Gensim: Bug in sklearn_api.hdp and in sklearn_api.ldamodel

Created on 31 Oct 2017 · 3Comments · Source: RaRe-Technologies/gensim

Description

The new sklearn_api.hdp (and also ldamodel) modules and/or their combination with matutils.Sparse2Corpus yield the wrong results when fitting models from sklearn vectorizers or other sklearn-styled sparse matrices, since they are stored in CSR format. This error might occur in other sklearn_api classes, too.

I believe that either the default value of Sparse2Corpus constructor's documents_columns parameter should be changed:

class Sparse2Corpus(object):
    """
    Convert a matrix in scipy.sparse format into a streaming gensim corpus.
    This is the mirror function to `corpus2csc`.
    """

    # Change this to def __init__(self, sparse, documents_columns=False) ?
    def __init__(self, sparse, documents_columns=True):
        if documents_columns:
            self.sparse = sparse.tocsc()
        else:
            self.sparse = sparse.tocsr().T  # make sure shape[1]=number of docs (needed in len())

or the following call should include that documents_columns=False:

# Same happens in lda model
class HdpTransformer(TransformerMixin, BaseEstimator):
    ...
    def fit(self, X, y=None):
        """
        Fit the model according to the given training data.
        Calls gensim.models.HdpModel
        """
        if sparse.issparse(X):
            corpus = matutils.Sparse2Corpus(X) # Change to matutils.Sparse2Corpus(X, False) ?
        ...

Steps/Code/Corpus to Reproduce

Example: The number of processed documents corresponds to the number of features.

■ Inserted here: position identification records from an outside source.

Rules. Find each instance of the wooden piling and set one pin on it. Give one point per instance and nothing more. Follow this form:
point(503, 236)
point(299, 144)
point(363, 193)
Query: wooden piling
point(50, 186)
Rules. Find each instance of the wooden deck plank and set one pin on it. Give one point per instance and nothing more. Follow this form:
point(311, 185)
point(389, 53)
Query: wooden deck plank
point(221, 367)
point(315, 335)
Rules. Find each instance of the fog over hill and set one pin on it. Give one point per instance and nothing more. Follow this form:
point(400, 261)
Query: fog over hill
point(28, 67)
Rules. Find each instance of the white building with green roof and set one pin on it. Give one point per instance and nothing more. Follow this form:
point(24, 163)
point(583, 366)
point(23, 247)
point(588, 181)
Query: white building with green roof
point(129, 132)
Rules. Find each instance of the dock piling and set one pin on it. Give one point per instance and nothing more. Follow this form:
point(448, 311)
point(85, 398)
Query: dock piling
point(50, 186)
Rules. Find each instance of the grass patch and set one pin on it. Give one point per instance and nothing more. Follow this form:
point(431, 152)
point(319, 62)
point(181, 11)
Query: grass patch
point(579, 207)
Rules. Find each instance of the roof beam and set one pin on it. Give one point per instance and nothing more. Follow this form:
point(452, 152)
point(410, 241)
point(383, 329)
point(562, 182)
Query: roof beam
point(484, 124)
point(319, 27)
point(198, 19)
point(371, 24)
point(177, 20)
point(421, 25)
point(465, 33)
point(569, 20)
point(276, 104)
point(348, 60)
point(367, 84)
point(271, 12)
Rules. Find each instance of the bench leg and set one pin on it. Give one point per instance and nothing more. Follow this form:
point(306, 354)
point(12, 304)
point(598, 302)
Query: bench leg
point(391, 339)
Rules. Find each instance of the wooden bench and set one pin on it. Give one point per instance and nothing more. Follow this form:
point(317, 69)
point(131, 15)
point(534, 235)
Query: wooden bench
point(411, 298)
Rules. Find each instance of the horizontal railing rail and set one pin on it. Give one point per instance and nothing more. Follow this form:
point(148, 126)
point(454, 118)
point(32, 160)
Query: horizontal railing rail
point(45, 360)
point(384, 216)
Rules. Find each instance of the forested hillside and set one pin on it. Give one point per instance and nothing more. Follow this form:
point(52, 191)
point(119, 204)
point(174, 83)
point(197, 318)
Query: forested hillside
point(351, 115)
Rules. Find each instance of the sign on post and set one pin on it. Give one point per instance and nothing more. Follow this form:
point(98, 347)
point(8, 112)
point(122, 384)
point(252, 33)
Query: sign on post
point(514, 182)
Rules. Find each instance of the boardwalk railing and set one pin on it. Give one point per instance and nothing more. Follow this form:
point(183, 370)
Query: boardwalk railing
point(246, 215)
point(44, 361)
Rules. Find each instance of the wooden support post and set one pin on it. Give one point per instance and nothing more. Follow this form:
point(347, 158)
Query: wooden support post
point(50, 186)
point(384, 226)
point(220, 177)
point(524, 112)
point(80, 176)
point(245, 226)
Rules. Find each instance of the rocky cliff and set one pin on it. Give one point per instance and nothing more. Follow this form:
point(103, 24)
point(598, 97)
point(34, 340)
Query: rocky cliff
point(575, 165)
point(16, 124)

from sklearn.datasets import fetch_20newsgroups
from sklearn.feature_extraction.text import CountVectorizer
from gensim.sklearn_api.hdp import HdpTransformer

# Small dataset configuration
ngs = fetch_20newsgroups()
samples = ngs.data[:100]

# Simple count vectorization
vectorizer = CountVectorizer()
# x is a sparse matrix
x = vectorizer.fit_transform(samples)
print("%d documents, %d features" % x.shape) # 100 documents, 6547 features

inv_vocab = {v: k for k, v in vectorizer.vocabulary_.items()}

# Train a HDP
hdp_transformer = HdpTransformer(inv_vocab)
hdp_transformer.fit(x)

# Should be 100 but got 6547
print("Processed documents %d" % hdp_transformer.gensim_model.m_num_docs_processed) # 6547

Expected Results

We should expect that the hdp gensim model had processed the 100 documents in samples.

print("%d documents, %d features" % x.shape)
# 100 documents, 6547 features

Actual Results

HDP processed 6547 documents

print("Processed documents: %d" % hdp_transformer.gensim_model.m_num_docs_processed)
# Processed documents: 6547

Workaround, for the record

To make it work correctly, the sparse matrix x should be transposed.

vectorizer = CountVectorizer()
x = vectorizer.fit_transform(samples)
inv_vocab = {v: k for k, v in vectorizer.vocabulary_.items()}

hdp_transformer = HdpTransformer(inv_vocab)
hdp_transformer.fit(x.T)

Versions

Windows-8.1-6.3.9600
('Python', '2.7.13 |Anaconda custom (64-bit)| (default, Dec 19 2016, 13:29:36) [MSC v.1500 64 bit (AMD64)]')
('NumPy', '1.12.1')
('SciPy', '1.0.0')
('gensim', '3.0.1')
('FAST_VERSION', 0)

bug difficulty easy good first issue

Source

mmunozm

Most helpful comment

@menshikh-iv I agree that it would be better to change the call being made from the sklearn_wrapper code than to change the default behaviour, as doing that might affect other parts of the existing code as well.
Yes, I can get this done (along with the issue in fasttext's load method) within this week. My schedule has been a little swamped recently so sorry again for the delay and thanks a lot for your patience! :)